Poi chiaro, tra il dire e il fare c’è di mezzo comunque un mezzo superiore alle calcagna ma, a mio avviso, è proprio il segnale di resa incondizionata che fa male a tanti tifosi.
A proposito di mentalità, proprio mentre mi accingo a scrivere questo pezzo, è andata in scena uno scambio di opinioni che mi ha lasciato veramente perplesso tra Vanzini e Binotto.
Chi è calciofilo, oltre che appassionato di Formula 1, avrà immediatamente capito a cosa mi riferisco.
Ebbene la discussione verbale tra il Team Principal Ferrari e il commentatore Sky mi ha riportato un po’ indietro a quelle “vibes” Varriale-Zenga.
Certo i toni sono stati decisamente meno carichi di odio esplicito eppure si è avvertita una certa permalosità, quasi eccessiva a mio avviso, da parte di Binotto nei confronti di un Vanzini che ha semplicemente espresso concetti fattuali.
Ferrari al momento non è all’altezza di Charles e nemmeno di Carlos.
Certo, i miglioramenti ci sono stati ma siamo ancora troppo lontani da quello che la rossa dovrebbe essere. Il team ha finalmente lavorato bene e questo viene enfatizzato da Binotto quasi fosse un qualcosa da celebrare e non quello che dovrebbe essere lo standard per il marchio del cavallino rampante.

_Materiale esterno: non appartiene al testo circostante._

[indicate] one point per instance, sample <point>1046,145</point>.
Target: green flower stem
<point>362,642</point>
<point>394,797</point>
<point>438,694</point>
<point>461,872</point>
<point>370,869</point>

Aggiungo, come piccola nota personale a margine, che questo tipo di reazione e di atteggiamento passivo aggressivo non fa che creare tensione e divisione verso e probabilmente dentro un ambiente che avrebbe bisogno solo di compattezza e di unità. Le parole di un commentatore possono non essere gradite o addirittura invise, tuttavia, questa reazione mi è sembrata decisamente fuori scala e una piccola, grande caduta di stile verso un professionista (al di fuori del gradimento personale) che ha spesso difeso l’indifendibile fino ad ora.